Yazarımız Az,iz Darıcı'nın, Özgün İrade Dergisi 2020 Ocak sayısında yayımlanan yazısı...


Hayatın yaşamsal formu, doğanın kendisi, ilahi sünnetullah ile çepe çevre kuşatılmış durumda. Her varlık kendi kaderini üzerinde taşımakta, fıtratına uygun ve bir düzen içinde yol almakta. Bu düzeni bozacak olan müdahalelere karşı direnç göstermekle birlikte; kendi doğallığını bozan her türlü girişimlere karşı kendi fıtratında var olan tepkiyi vermekte. Yapay olan her türlü şeye alerjik tavır takınmakta. Belki bu noktada en iyi gözlemler doğadaki bu olumsuz değişmelerde görülmekte.  Öyle ki eylemlerimizin sonucu olan küresel ısınmaya karşı tabiat kendi lisanı aslında bize uyarılarda bulunmakta.
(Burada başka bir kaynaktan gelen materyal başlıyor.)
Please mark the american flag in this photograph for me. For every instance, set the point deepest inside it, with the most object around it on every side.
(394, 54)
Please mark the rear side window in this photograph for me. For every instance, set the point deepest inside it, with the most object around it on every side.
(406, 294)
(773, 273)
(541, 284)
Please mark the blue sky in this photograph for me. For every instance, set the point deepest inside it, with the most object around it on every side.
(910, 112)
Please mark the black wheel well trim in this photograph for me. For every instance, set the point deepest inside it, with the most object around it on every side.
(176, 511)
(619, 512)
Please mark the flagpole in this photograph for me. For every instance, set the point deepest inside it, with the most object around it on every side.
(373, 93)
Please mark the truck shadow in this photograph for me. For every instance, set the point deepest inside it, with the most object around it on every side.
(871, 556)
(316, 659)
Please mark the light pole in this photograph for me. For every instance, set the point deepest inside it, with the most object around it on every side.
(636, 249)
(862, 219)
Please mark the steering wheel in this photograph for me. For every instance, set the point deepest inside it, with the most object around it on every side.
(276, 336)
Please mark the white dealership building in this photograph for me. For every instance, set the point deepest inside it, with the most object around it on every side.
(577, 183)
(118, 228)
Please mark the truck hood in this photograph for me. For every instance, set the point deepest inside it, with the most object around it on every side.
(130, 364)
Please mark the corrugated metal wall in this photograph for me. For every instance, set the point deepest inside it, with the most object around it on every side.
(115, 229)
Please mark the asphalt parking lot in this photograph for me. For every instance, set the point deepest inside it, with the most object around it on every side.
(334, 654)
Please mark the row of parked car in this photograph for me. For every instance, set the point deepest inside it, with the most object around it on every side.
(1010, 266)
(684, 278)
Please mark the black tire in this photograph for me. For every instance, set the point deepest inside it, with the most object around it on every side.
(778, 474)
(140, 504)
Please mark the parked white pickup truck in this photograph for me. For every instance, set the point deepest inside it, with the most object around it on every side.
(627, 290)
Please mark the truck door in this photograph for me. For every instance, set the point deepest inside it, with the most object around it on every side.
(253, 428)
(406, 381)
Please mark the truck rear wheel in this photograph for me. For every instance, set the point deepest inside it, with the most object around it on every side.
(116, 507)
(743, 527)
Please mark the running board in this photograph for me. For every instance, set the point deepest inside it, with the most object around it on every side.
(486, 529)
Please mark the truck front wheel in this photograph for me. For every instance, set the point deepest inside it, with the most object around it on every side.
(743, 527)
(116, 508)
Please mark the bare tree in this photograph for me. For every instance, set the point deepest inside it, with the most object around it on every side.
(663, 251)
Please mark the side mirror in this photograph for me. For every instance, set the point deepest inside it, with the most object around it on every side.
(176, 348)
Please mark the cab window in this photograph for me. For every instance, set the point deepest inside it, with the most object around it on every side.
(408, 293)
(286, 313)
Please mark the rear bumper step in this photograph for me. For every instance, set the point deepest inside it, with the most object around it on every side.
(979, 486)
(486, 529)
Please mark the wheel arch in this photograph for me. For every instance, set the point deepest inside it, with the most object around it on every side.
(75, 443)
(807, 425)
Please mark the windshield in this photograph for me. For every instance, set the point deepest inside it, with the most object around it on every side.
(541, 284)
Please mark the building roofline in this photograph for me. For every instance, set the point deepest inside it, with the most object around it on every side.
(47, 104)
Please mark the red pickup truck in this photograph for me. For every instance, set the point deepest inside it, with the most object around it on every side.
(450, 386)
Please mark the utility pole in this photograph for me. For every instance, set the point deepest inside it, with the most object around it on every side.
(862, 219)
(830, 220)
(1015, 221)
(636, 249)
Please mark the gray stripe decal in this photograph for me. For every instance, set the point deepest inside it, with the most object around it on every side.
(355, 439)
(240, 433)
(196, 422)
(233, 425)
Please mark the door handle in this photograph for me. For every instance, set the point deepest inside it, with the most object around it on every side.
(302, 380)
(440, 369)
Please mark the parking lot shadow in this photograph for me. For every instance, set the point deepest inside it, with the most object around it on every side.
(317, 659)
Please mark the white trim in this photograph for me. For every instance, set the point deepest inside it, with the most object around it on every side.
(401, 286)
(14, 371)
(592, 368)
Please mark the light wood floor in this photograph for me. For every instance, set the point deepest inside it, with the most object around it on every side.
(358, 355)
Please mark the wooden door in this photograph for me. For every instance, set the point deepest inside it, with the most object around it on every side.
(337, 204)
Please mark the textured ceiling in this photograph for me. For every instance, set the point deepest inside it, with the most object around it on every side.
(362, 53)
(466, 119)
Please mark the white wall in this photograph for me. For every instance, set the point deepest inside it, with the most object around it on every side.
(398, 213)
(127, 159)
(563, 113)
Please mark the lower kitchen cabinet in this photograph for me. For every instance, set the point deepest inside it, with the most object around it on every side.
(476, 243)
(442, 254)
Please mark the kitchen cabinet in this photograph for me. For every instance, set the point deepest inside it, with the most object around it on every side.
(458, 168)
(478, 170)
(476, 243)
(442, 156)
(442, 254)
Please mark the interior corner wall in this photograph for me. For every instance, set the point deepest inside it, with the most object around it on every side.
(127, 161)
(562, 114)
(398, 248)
Bu uyarıların ciddi boyutu her ne kadar biliniyor olsa da çıkarsal beklentilerimiz geleceğimizi görmemizi engellemekte.

Doğa bu hal üzerinde iken, ıslah ve inşa sürecinin mimarı olması gereken insan; isyan ve imha süreci ile varlık aleminde oyun bozanlık etmekte. Kendi varlığına sırtını dönen insan, ilahi vahyin sözlerine ve peygamberin rehberliğine yüz çevirerek; yeryüzünde kibri ile dolaşmakta. Hakikate, iyiliğe, güzelliğe, erdeme dayalı yaşam modellerini elinin tersi ile itmekte. Kendine yeni yaşamsal formlar inşa ederek, ideolojik modeller ile insanlık taslamakta. Yeryüzünün onca genişliğine rağmen mazlumlara dünya dar edilirken, insanlık adına çıkılan yolda onca masum insanın canına mal olurken, nice bedenler kirletilirken, tarih kokan coğrafyaların hafızası silinirken,  aç ve yoksul insanların elinden çalınan mal ve mülk ile böbürlenerek hayat sürülmekte. Zalimliklerini örten hümanist yaklaşımlar ile sözde adalet ve özgürlük anlayışlarının insanlığı getirdiği nokta vicdanları parçalamakta.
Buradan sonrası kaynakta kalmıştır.